- Naigaon Location in Maharashtra, India
- Coordinates: 18°50′47″N 77°31′50″E﻿ / ﻿18.84639°N 77.53056°E
- Country: India
- State: Maharashtra
- District: Nanded district

Government
- • Type: Nagar Panchayat
- • Body: Naigaon Nagar Panchayat
- Elevation: 358 m (1,175 ft)

Population (2011)
- • Total: 22,208
- Demonym: Naigaonkar

Language
- • Official: Marathi
- Time zone: UTC+5:30 (IST)
- Postal code: 431709
- Telephone code: 02465
- Vehicle registration: MH-26

= Naigaon, Nanded =

Naigaon is a town and taluka in Nanded district of Maharashtra state in India. Naigaon (Bz.) is located 41.2 km south of the district headquarters city of Nanded and 60 km west from neighboring city of Nizamabad in Telangana State. Naigaon lies on MSH - 6 (Akola - Hyderabad). It is approximately 600 km from the State capital Mumbai. It is the Center of Naigaon Taluka. Naigaon is one of the rapidly growing towns in the Nanded District. The economy is primarily based on agriculture and related business.

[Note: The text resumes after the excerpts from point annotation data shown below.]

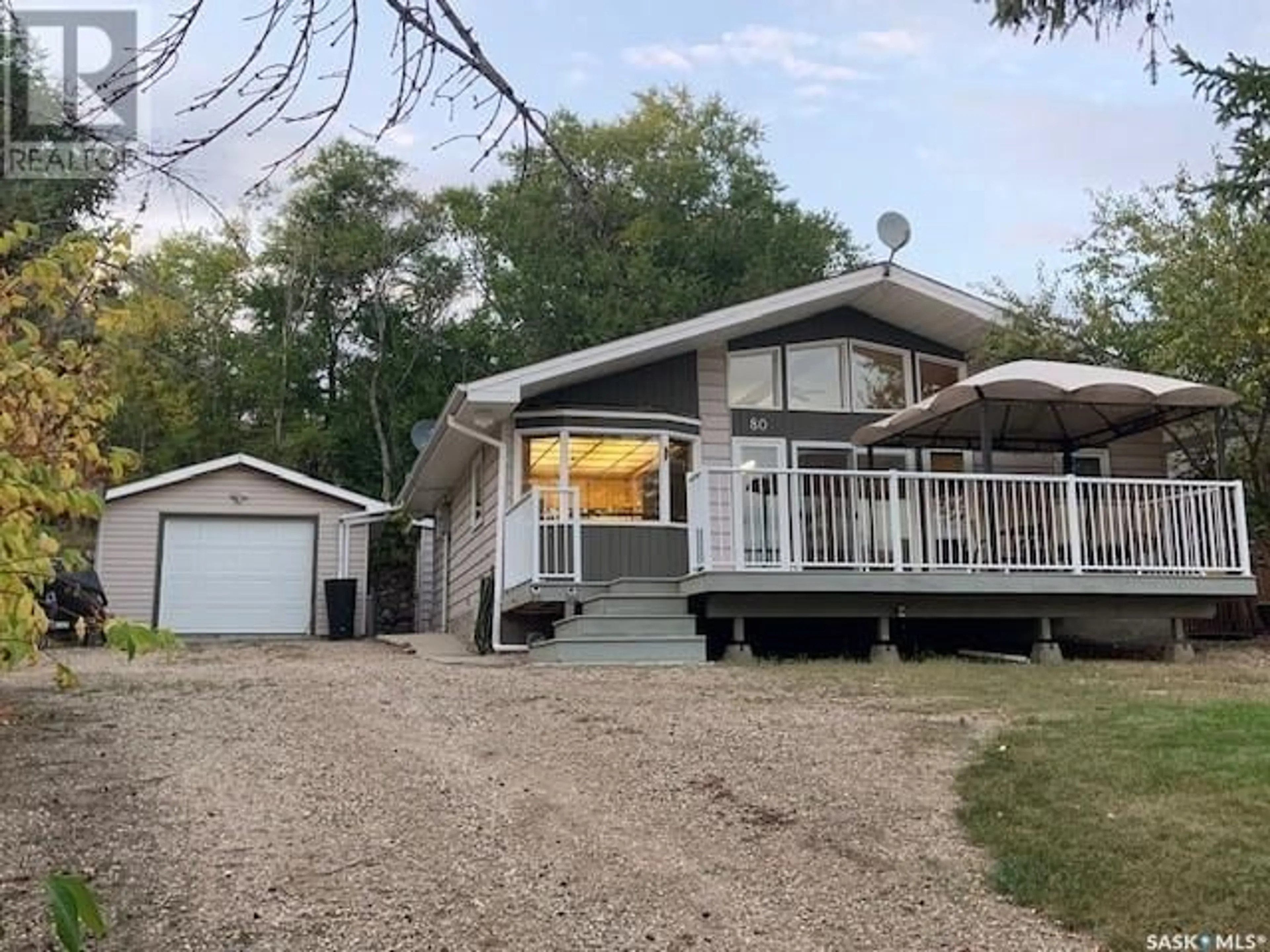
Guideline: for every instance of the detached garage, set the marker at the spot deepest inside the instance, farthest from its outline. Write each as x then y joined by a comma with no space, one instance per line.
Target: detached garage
233,546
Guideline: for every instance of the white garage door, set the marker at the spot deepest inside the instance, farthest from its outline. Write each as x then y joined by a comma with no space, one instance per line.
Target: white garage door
237,577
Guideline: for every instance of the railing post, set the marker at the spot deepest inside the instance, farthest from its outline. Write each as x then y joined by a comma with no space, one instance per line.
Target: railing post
536,534
897,545
1074,526
576,529
1241,530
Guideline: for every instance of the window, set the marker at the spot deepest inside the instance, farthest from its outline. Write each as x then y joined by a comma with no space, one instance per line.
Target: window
630,478
1091,462
815,377
476,488
755,379
879,377
934,374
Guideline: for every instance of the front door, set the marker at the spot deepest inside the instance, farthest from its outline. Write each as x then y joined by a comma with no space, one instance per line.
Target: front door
822,503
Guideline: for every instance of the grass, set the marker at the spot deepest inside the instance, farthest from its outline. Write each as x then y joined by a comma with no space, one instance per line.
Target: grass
1121,799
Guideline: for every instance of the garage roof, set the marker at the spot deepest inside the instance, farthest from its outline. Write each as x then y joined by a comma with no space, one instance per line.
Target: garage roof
282,473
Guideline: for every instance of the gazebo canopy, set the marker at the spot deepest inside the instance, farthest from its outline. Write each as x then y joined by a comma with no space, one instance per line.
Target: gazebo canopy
1044,407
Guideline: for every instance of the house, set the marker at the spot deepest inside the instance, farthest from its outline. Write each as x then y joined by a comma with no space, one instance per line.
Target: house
624,502
233,546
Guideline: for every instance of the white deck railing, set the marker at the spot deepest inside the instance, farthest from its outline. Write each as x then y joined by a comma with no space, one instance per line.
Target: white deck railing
792,520
543,539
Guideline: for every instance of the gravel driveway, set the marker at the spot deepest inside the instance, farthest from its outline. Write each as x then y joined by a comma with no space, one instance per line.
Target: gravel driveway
347,796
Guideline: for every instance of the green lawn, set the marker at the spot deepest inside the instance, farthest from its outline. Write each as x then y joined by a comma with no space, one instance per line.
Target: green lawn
1121,799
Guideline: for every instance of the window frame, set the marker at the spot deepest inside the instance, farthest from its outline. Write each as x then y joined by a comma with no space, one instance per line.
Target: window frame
665,437
476,492
842,347
906,364
778,358
960,366
1103,455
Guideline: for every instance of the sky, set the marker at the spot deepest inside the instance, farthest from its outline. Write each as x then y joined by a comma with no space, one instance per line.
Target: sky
990,145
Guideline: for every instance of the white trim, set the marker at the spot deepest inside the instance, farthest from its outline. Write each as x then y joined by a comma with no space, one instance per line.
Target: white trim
906,364
282,473
610,416
778,353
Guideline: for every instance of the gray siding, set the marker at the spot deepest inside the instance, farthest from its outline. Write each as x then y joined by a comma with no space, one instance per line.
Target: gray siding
472,546
666,386
844,323
633,553
127,549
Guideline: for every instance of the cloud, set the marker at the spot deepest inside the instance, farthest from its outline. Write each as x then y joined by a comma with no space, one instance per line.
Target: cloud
798,55
889,44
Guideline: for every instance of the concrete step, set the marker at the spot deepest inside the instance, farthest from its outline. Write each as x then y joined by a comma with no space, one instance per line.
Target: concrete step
635,603
620,651
632,626
643,587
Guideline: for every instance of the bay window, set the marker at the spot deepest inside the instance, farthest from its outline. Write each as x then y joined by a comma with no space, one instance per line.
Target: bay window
755,379
618,476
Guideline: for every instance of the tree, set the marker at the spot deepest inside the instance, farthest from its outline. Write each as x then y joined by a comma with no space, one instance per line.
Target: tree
56,206
1171,281
1239,89
683,215
296,68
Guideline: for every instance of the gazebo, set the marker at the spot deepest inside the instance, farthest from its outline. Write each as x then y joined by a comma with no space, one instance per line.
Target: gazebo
1044,407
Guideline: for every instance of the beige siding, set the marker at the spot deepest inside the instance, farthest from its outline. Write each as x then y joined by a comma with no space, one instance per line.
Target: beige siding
127,555
472,547
715,437
1142,456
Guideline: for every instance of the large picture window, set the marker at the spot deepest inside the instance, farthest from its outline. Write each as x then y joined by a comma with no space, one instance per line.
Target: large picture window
627,478
755,379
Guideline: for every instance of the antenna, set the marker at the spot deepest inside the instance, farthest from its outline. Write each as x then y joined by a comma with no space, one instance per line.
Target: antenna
422,432
895,231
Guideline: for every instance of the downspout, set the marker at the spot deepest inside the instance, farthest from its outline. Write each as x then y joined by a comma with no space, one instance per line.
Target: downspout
501,508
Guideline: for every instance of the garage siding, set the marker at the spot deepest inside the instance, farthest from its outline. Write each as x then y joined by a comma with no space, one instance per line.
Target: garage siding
127,550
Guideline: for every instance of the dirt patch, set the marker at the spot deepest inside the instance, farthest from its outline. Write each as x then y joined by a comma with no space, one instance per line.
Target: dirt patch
338,795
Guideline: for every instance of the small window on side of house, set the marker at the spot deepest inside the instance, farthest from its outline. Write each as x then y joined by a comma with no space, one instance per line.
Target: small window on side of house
477,489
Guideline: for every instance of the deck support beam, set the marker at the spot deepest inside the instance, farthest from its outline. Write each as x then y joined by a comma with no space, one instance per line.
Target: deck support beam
883,652
1046,651
1179,651
738,649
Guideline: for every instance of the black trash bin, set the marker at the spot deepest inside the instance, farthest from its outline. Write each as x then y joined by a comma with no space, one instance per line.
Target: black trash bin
341,607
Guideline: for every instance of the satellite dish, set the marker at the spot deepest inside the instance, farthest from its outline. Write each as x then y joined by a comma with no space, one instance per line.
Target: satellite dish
895,231
422,432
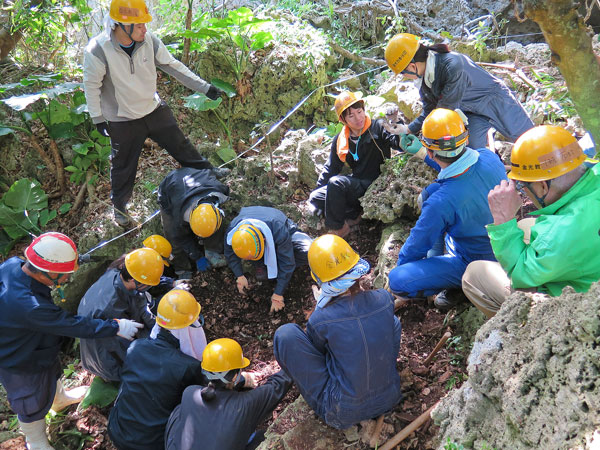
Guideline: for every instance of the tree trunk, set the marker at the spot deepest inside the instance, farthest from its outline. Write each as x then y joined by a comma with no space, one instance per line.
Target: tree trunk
8,41
571,44
186,41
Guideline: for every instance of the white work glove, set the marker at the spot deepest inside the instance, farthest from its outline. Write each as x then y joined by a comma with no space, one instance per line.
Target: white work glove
242,284
182,284
277,303
128,328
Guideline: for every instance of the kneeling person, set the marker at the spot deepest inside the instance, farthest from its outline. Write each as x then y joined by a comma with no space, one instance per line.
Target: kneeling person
344,364
272,241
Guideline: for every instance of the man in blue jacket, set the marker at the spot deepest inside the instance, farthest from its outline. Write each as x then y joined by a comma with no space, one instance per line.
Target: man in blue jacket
31,330
272,241
190,202
344,364
458,208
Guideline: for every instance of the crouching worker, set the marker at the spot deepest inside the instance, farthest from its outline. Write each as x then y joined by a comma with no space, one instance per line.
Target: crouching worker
31,330
560,246
220,416
120,293
272,241
189,209
155,374
456,207
344,364
362,144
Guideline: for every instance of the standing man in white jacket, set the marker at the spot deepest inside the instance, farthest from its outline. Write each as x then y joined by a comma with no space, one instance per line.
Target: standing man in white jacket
119,78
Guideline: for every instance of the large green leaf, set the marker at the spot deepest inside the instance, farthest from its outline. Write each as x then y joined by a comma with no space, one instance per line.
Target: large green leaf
6,243
226,87
100,394
13,222
26,194
200,102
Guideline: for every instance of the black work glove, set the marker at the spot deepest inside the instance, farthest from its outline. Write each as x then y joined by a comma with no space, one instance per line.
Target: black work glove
102,128
213,92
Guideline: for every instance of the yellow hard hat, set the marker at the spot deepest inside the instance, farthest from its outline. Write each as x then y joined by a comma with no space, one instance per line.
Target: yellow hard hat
205,220
129,11
145,265
177,309
329,257
543,153
444,132
161,245
222,355
400,51
344,100
248,242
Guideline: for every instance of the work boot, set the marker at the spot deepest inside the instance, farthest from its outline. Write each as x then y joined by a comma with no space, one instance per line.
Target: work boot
35,435
260,272
221,172
63,398
342,232
121,217
445,302
215,259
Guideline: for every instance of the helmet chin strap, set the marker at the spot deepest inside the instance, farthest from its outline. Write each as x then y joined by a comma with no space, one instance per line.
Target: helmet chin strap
56,284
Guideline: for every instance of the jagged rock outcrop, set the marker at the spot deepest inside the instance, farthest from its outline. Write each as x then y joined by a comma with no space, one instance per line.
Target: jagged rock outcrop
533,377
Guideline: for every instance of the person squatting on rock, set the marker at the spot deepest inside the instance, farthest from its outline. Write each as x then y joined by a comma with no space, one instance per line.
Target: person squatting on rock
121,293
156,372
119,79
452,80
274,244
31,330
344,364
457,207
220,416
558,247
364,145
190,202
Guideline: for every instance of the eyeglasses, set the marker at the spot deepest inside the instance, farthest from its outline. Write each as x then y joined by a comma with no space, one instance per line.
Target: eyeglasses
521,185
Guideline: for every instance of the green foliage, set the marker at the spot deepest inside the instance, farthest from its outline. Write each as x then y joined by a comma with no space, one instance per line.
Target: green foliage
556,103
101,394
92,154
239,30
43,24
23,210
451,445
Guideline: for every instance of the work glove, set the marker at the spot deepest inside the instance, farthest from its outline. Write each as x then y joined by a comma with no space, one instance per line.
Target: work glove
242,284
128,328
250,381
395,127
102,128
410,143
202,264
213,92
277,303
182,284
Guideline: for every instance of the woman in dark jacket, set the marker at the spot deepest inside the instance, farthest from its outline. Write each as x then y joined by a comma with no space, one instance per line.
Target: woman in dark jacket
453,81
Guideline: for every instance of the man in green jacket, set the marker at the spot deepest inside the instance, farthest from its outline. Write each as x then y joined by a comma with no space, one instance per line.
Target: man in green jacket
561,246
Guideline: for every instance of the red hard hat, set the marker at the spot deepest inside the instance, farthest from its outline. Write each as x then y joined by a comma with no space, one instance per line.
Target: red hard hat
52,252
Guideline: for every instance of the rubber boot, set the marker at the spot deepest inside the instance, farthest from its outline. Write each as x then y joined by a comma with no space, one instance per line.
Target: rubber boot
35,435
63,398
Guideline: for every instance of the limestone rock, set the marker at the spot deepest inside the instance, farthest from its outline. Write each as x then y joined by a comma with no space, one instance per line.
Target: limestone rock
298,428
394,194
533,377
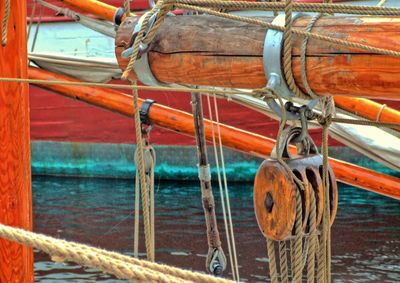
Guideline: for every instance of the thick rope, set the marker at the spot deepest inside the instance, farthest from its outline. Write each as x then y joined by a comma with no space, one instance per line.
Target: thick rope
303,58
35,36
127,8
4,24
323,272
381,3
163,7
227,197
298,7
31,18
272,261
130,87
312,241
142,174
283,262
298,241
149,159
124,267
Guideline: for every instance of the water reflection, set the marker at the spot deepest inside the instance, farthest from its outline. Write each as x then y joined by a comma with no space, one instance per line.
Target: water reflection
366,234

The town is well connected by road with its district headquarters Nanded and other cities such as Nizamabad, Hyderabad of Telangana State, Nagpur, Aurangabad and Akola of Maharashtra State and Bidar of Karnataka State. It is also connected to adjacent talukas like Degloor, Mukhed, Biloli.

==Demographics==
As of 2011 Census, Naigaon had a total population of 16,719 individuals of which 8,512 were males and 8,207 were females. The population of children in the age range 0 to 6 years was 2,072. The Scheduled Castes and Scheduled Tribes population was 3,784 and 780 respectively. the average literacy rate was 72.12% of which males were 78.45% and females were 65.55% literate. The sex ratio was 964. There were 3323 households in Naigaon as of 2011.